From the inaugural issue of 401(k) Specialist magazine: Once they were loathed, now they are loved. Who’s on top with target date funds? Morningstar clues us in on what’s new with the 401(k) staple
Who knew? It was only a few years ago that target date funds were considered a colossal disappointment. Glide paths were off, leading to early-inception underperformance and the dubious honor of ending up on many financial experts’ “products to avoid” lists.
No longer; the 2015 Morningstar Investment Conference was more like a TDF debutante ball; a reintroduction of the product with plaudits from conference presenters and a major reinforcement of why they’re so popular in 401(k)s. High praise was given not only for TDF performance overall, but also for their role in minimizing the more destructive behavior displayed by investors during 2008 and the ensuing recovery.
A research roundtable during the conference’s opening afternoon, moderated by John Rekenthaler, Morningstar’s vice president of new product development, was particularly positive. “We see target date fund investors, in particular, behaving very well,” said Laura Pavlenko Lutton, a director of manager research at Morningstar. “Especially in 2008, they did not panic and reached the rebound of 2009.”

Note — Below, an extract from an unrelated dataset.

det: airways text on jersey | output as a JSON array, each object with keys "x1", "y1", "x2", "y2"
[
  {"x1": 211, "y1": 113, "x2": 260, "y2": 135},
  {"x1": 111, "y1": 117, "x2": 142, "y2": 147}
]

Russel Kinnel of The Fund Spy fame agreed, noting that “TDF investors received far and away the best returns” over the past few years, and credited the funds “boring structure” for the absence of self-sabotaging behavior.
“We heard around 1999 and 2000 how supposedly 401(k)s were deficient and investors wouldn’t be the first to crack, and that the savings vehicle wasn’t structured properly and it wouldn’t hold up,” Rekenthaler added. “But the opposite was actually true. TDFs were strongly positive through 2008 and 401(k) investors stayed put more so that other types of investors. This is something that analysts and researchers are now studying.”
But it wasn’t all wine and roses. In a separate interview, target date fund analyst Jeff Holt took a more measured approach when asked how target date funds are performing overall.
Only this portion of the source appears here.